The problem is that, as a basic, you don't have the tools necessary to rule either way.
Thought MIkePrekopa brings up a good point. Not my job to diagnose, just my job to get them to a hospital.

In my opinion, that is completely opposite way from how you should look at providing medical care. Now, yes, the training and education for EMT-Bs is limited. Yes, as such the diagnostic tools and treatment interventions are limited. However, you should always strive to develop a differential diagnosis or a field diagnosis for the patient. I say this for a few reasons.

One, there are signs and symptoms that have different treatments.

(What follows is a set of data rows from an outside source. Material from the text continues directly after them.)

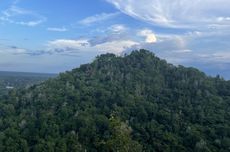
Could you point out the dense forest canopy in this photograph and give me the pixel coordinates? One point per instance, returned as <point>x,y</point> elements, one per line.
<point>133,103</point>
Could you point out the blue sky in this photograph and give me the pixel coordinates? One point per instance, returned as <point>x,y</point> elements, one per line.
<point>55,36</point>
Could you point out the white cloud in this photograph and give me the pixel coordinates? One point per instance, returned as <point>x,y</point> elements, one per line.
<point>177,13</point>
<point>116,47</point>
<point>117,28</point>
<point>16,15</point>
<point>76,46</point>
<point>56,29</point>
<point>149,35</point>
<point>98,18</point>
<point>67,43</point>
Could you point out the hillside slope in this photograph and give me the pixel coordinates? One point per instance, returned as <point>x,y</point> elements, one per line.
<point>132,103</point>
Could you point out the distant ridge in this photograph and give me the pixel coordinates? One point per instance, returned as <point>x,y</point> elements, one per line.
<point>133,103</point>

Two, if you start studying what different conditions are, you can catch more. All of a sudden patient A isn't really an emergency because, despite how critical the patient might look on the outside, X explains everything and is likely. Now there isn't a reason to go screaming down the road lights and sirens. On the opposite end, patient Y looks fine, but your history and physical assessment keys you to problem Z, which you know is a medical emergency and take appropriate steps.

Three. It's always good to be able to defend your treatment plans. In my time working, I think I pulled the "but but but protocol" card an entire one time and felt rather dirty afterwords. Treat the patient, not the protocol, however your treatment plan should match up with the protocol fairly well.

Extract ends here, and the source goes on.